In 1991 when the VLT development began, the question was whether a traditional, basically no-rules approach would suffice, or whether a more structured software engineering approach was needed for a project of its size and characteristics. In retrospect, it is easy to identify the decisions responsible for the successful approach:
At the beginning very little was available; hence SE had to be put rapidly in place while the project was developing (see Table 1) in order to provide timely standards and tools for early project needs. It was found that by paying attention to the proper synchronization between the two processes, both SE and project needs could be met. This may be of interest for organizations or groups that intend to start but are afraid that SE practices have to be fully in place before starting. Of course this is preferable, but the other approach can also work.
|'91||Start of a SE/QA role||VLT SW Requirements|
|in the software (S/W) team|
|'92||Basic development environment||VLT SW Specifications|
|'93||OS and development tools||Start Coding|
|'94||First VLT Common S/W release||First external distribution|
|S/W Problem Reports|
|'95||Code management (cmm)||First Field Test (NTT)|
|Automatic test support (tat)|
|'96||S/W process audited||Wide external distribution|
|'97||Use & tune||Installation at Paranal|
|'98||Use & tune||UT1 First Light,|
|First external Instrument (FORS)|
|'99||Use & tune||UT1 inauguration, UT2 first light|
|'00||Use & tune||UT2 inauguration,|
|UT3 and UT4 first light|
The SE approach applied to the VLT project can be grouped in the following areas that are discussed below: Software Life Cycle, Documentation, Development Environment, (Automatic) Testing, Configuration Management, Releases, and Problem Reporting.
For the VLT we used the traditional waterfall model (sequence of phases: requirement, analysis, design, implementation, test, etc.) in an ``incremental'' way, i.e., identical sequences were started at different times for the different parts of the project. Every release of each major package repeated a similar sequence of phases.
The documents followed the numbering system defined at the VLT level and all had the same layout. A document template was provided for each of the major document types.
Whenever possible, documentation was extracted from the code. This was applied mainly to interface specifications (.h files, command tables, etc.) and for ``man pages'' used both in the design phase as detailed description of each function and later as user documentation. The ``man page'' is maintained in the file that contains the corresponding code.
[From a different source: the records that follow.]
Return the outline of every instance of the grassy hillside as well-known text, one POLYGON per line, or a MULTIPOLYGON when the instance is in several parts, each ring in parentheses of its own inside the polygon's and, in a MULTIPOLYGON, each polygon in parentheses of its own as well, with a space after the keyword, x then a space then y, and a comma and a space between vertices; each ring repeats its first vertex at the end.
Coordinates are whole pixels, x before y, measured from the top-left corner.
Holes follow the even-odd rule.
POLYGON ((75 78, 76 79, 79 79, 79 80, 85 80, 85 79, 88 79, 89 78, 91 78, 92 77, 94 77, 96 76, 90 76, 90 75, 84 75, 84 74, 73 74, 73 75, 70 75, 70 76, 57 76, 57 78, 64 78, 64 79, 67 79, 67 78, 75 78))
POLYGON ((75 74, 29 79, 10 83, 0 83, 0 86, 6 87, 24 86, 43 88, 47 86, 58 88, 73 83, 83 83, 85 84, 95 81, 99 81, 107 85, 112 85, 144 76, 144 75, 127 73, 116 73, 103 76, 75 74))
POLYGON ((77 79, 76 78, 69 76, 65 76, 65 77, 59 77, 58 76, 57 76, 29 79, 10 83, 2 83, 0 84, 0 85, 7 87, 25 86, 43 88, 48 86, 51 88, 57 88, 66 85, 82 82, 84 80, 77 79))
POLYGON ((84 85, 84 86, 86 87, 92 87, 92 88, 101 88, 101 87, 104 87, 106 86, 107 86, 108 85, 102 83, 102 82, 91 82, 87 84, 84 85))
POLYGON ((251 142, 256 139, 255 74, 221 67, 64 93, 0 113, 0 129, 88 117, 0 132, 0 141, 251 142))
A standardized development environment is an essential requirement for managing different people, in different places, who are all developing software for subsequent integration. The cornerstones of the development environment have been:
The developer has to provide at least one test executable (from C/C++ programs and shell, tcl, etc. scripts), ordered in a so-called TestList. Because the test tool compares the current output with a previously generated one, test programs can be quite simple: execute an action and print out the result. No interpretation with error-prone ``if-then-else'' provisions are needed in the test program itself. Minimising test program complexity is important both to limit the cost and improve reliability. Make the automatic test affordable, and not a nightmare.
Execution of the test is then accomplished via a standard command: ``cd moduleName/test; tat''. The needed environment is created (every time!) to allow the test to be executed with the same initial conditions. All tests are executed and the result is compared with a reference file. PASSED or FAILED is the only test output. PASSED means the result of the current run is identical to the one defined as reference. FAILED means that something was different and requires that an investigation begin. A very compact output is necessary when tests are used for non-regression during release integration.
Despite the ``magic'' word ``automatic'', testing is not without its costs. Dedicated resources, both people and computers, are needed for this task in addition to the work of each developer in preparing and using the test software. The size of test software has been of the same order as delivered software.
In addition to the internally developed tool, commercial software products, like Purify, have been used.
Key aspects have been: identify all components (OS, tools, ESO-developed S/W), maintain a reasonably paced upgrade cycle (6-12 months), document both in man pages and on paper, enforce backward compatibility, and impose systematic non-regression testing before release.
One central archive, accessible to all sites and all people, was essential. The archive is the coordination point: if a software unit is in the archive it means that it is ready to be used, because it has been tested and all files are consistent.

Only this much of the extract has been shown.